I politici italiani di destra privilegiano riferimenti dinamici: tipo lega, alleanza, libertà, forza ecc.; quelli di sinistra, nel tentativo di moltiplicare le loro formazioni preelettorali, ricorrono alla botanica e ai valori, moltiplicando anche fondazioni e associazioni. Trascuriamo il “centro” che è un po’ come l’appellativo “sig.”; vale per tutti e, quindi, non serve a distinguere nessuno. Vuoi mettere un “Sig. dott.” o, meglio, un “Sig. prof.”, rispetto al solo “Sig.”? È giusto, perché in Italia, i titoli accademici hanno valore legale ed è praticata ancora l’idea di Francesco Bacone che “il sapere è potere”. Sarà anche, ma un sapere senza i soldi non ti fa andare molto lontano. E allora ecco che anche uomini dotati di vasto sapere, come il senatore del Mugello, abbisognano di fondi per le spese elettorali, perché anche in un seggio sicuro puoi mugghiare quanto vuoi, ma, ormai anche lì, dove un tempo dominavano gli armenti (da cui forse l’origine toponomastica) e ora anche i pastori sanno leggere e scrivere, non vinci le elezioni se non distribuisci al popolo un po’ di penne biro.

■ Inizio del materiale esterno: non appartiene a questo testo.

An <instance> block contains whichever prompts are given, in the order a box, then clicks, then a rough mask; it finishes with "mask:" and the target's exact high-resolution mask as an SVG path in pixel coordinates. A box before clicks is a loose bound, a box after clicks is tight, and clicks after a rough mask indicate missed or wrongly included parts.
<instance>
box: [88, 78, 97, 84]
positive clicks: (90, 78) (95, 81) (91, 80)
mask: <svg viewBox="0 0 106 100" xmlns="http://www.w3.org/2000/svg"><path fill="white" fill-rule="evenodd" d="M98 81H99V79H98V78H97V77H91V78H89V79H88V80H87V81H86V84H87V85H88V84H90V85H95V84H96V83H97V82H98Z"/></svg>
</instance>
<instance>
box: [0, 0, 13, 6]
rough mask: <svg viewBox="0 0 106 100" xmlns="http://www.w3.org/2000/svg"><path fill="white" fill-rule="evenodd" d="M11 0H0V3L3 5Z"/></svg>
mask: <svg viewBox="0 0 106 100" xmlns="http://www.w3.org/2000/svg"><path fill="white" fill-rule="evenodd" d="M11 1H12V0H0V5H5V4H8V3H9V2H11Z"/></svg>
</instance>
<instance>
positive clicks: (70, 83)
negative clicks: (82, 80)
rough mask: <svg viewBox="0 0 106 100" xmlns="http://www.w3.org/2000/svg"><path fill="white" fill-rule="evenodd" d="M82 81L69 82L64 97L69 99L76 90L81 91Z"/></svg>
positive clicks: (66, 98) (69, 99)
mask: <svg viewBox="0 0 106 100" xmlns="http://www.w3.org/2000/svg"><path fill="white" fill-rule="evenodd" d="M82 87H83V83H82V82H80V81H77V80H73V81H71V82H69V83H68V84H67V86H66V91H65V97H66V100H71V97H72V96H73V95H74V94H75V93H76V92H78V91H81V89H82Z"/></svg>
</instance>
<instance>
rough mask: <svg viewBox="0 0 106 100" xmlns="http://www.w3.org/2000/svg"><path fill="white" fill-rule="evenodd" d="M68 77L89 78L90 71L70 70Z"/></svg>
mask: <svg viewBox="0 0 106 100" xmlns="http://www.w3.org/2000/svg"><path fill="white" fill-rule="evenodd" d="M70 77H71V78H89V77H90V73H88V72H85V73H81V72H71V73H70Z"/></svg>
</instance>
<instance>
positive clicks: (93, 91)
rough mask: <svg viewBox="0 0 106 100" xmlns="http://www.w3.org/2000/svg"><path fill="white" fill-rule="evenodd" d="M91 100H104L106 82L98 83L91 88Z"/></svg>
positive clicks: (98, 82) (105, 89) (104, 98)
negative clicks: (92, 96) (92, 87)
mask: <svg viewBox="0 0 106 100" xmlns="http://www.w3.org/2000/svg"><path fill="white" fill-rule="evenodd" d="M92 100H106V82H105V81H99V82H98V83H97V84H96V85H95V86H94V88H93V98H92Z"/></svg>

Si è letto in questi giorni che Roberto Arnoldi, ex tesoriere del Centro dei valori ed ex sindaco democristiano di Curno nella bergamasca, ha citato in giudizio il senatore Di Pietro per la mancata restituzione di 200 milioni, che, a suo dire, non è stata una erogazione, ma un prestito. La faccenda pare assai complicata sul piano giuridico, perché è difficile immaginare che vi sia stato all’origine un regolare contratto a sensi dell’art. 1813 cod. civ. Infatti, se c’è un “pezzo di carta” idoneo, non c’è bisogno di una citazione, perché nel nostro ordinamento si ricorre al più rapido processo monitorio. Si può essere certi che Di Pietro vincerà la causa. A me non basterebbe sapere che il senatore chiuderà la partita a suo favore, perché mi piacerebbe che l’Arnoldi fosse, di contro, condannato, non perché abbia ragione o torto, che son “cose loro”, ma “P.Q.M. non legge i giornali o se li legge salta di pie’ pari la cronaca giudiziaria”. Ma, forse, all’Arnoldi un’attenuante per la sua distrazione di lettore di gazzette va riconosciuta, perché conosce bene il Senatore, con cui ha almeno un comune denominatore: il bestiame e, quindi, non avverte la necessità di leggere le cronache. Si pensi che Di Pietro è in grado di rappresentare tutta la storia dell’Italia vaccinara:

  • · risiede a Curno in provincia di Bergamo e tutti al Nord sanno che la parola bergamin significa mandriano e pastore di vacche;
  • · è di origine molisana, area storicamente a economia pastorizia;
  • · è eletto nel Mugello, che evoca il latino “mugire”;

e che… a un simbolo nazionale si chiedono in restituzione 200 milioni? Si vergogni signor Arnoldi, perché un bergamasco non deve smentire le radici comuni. Lei “non poteva non sapere”.